On Feb. 13, the CLC provided additional details about the plan, including introducing a new mechanism that would rapidly increase the price on carbon if targets are not met. Backers say the plan will cut U.S. emissions in half by 2035. “We think it has a compelling economic logic,” says Janet Yellen, the former chair of the Federal Reserve and a backer of the plan, in an interview.

But despite the growing coalition, actually passing the plan remains a challenging uphill battle. While more and more Republicans have stopped denying the science of climate change, many continue to insist that they would never support anything resembling a carbon tax. Meanwhile, many leading Democrats, including presidential candidate Senator Bernie Sanders of Vermont, have downplayed the role a carbon tax might play in future climate legislation. Many Democrats argue that the time has passed for such a market-driven approach to climate change, arguing that it is too little, too late and that a corporate-backed plan shouldn’t be trusted.

Still, big corporations increasingly see a carbon tax—especially a proposal like the CLC plan—as the simplest solution to a thorny problem. With clear science, activists in the streets and voters experiencing extreme weather events in their own backyards, business leaders see new climate rules as all but an inevitability, if not at the U.S. federal level then in states or other countries where they have operations.

The CLC proposal offers a business-friendly approach: nixing many existing climate regulations, a “border carbon adjustment” that would create a fee on imports from countries without a carbon price, and a dividend system that pays out the revenue collected by the carbon tax back to taxpayers. “If we do one without the other,” says Shailesh Jejurikar, CEO of Procter & Gamble’s Fabric & Home Care division, “it doesn’t work.”

Still, even as more than a dozen Fortune 500 firms support the legislation, many other businesses and influential business groups continue to either oppose a carbon tax or haven’t taken a position at all. That’s particularly true of the fossil fuel industry’s trade groups like the American Petroleum Institute, which officially has no position. Even though major oil companies like ExxonMobil and Shell have joined the CLC initiative, independent oil companies, oil refiners and other related companies remain largely opposed.

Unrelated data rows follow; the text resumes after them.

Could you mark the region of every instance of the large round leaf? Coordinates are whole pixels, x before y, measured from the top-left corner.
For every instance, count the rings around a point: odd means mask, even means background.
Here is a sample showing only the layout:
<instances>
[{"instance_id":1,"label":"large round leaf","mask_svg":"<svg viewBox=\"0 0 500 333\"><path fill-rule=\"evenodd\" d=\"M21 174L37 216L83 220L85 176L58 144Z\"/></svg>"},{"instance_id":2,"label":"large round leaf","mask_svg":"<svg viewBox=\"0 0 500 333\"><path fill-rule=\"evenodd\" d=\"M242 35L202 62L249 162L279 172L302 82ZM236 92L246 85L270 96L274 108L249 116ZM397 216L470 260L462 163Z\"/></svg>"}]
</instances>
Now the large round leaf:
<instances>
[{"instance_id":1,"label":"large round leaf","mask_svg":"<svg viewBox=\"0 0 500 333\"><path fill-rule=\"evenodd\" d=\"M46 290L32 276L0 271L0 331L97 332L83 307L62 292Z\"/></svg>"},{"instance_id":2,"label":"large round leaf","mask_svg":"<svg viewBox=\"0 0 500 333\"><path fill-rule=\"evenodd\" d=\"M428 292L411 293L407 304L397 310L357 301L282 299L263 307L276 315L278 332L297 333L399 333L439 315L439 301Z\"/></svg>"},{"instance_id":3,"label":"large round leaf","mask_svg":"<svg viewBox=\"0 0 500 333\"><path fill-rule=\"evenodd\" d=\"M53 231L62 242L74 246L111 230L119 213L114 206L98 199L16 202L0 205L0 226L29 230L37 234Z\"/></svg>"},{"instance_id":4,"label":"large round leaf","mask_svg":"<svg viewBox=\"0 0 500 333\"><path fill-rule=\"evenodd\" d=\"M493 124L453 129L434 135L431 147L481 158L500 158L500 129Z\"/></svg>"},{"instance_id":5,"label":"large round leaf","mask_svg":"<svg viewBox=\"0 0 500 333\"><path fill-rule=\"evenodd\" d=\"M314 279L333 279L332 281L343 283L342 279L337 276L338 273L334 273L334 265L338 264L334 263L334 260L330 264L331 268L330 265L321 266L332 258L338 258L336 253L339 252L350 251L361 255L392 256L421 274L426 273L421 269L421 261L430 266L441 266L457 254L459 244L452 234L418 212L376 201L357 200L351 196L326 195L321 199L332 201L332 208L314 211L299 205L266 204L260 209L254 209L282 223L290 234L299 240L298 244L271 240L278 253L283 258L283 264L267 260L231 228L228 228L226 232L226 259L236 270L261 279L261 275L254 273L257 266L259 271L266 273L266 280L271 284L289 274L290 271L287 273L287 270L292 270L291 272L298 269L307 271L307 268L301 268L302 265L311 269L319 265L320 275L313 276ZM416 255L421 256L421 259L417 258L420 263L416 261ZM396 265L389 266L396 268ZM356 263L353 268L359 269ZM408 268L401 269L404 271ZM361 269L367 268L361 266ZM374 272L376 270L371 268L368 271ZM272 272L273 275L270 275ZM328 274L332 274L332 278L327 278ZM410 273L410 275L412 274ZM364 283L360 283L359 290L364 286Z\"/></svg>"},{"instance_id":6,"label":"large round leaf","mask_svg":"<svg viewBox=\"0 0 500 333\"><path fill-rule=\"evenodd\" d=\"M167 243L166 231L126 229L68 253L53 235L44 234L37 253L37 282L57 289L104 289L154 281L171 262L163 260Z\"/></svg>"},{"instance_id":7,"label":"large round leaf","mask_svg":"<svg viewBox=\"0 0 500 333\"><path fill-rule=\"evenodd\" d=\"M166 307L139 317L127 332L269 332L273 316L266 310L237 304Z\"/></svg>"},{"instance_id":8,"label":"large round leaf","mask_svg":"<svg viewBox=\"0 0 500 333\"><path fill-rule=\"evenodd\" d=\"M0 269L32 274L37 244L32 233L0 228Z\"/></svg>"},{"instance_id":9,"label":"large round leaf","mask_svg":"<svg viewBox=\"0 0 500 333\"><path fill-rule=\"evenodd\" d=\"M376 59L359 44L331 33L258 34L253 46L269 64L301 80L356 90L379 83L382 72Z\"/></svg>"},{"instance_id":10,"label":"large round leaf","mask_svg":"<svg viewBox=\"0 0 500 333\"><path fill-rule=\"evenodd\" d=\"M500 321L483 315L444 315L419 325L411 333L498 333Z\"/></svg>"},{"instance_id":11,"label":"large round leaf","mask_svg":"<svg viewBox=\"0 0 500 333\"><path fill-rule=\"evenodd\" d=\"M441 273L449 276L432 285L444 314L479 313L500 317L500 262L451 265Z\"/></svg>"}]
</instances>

One of the biggest challenges to this measure—or any carbon tax for that matter—is the growing interest in other approaches to climate legislation. Republicans this week pushed legislation to plant trees and expand tax incentives for capturing carbon, measures that wouldn’t match the scale of the challenge but allow Republicans to offer a different message on the issue. Earlier this month, Representative David McKinley, a Republican from West Virginia, and Kurt Schrader, an Oregon Democrat, called for legislation that would lead to an 80% reduction in emissions from the power sector by 2050 using a combination of regulation and funding for innovation and infrastructure. And more than 30 Democratic senators introduced a bill to require the Environmental Protection Agency to come up with a plan for the U.S. to eliminate its carbon footprint by 2050. “This is the quickest way we can jumpstart government-wide climate action,” Senator Tom Carper of Delaware, who introduced the legislation, said on the Senate floor.

None of these measures are likely to become law anytime soon, and any legislative approach to addressing climate change will involve intense debate on Capitol Hill.

Even some backers of the carefully crafted CLC plan acknowledge it’s not likely to pass in its current form. “Inevitably, Congress will have some of its own ideas in terms of the implementation,” Moniz, who endorsed the CLC proposal this week, tells TIME.“ “I would welcome seeing that negotiation start in earnest.” Indeed, even having a discussion in Congress indicates a new climate for climate in Washington.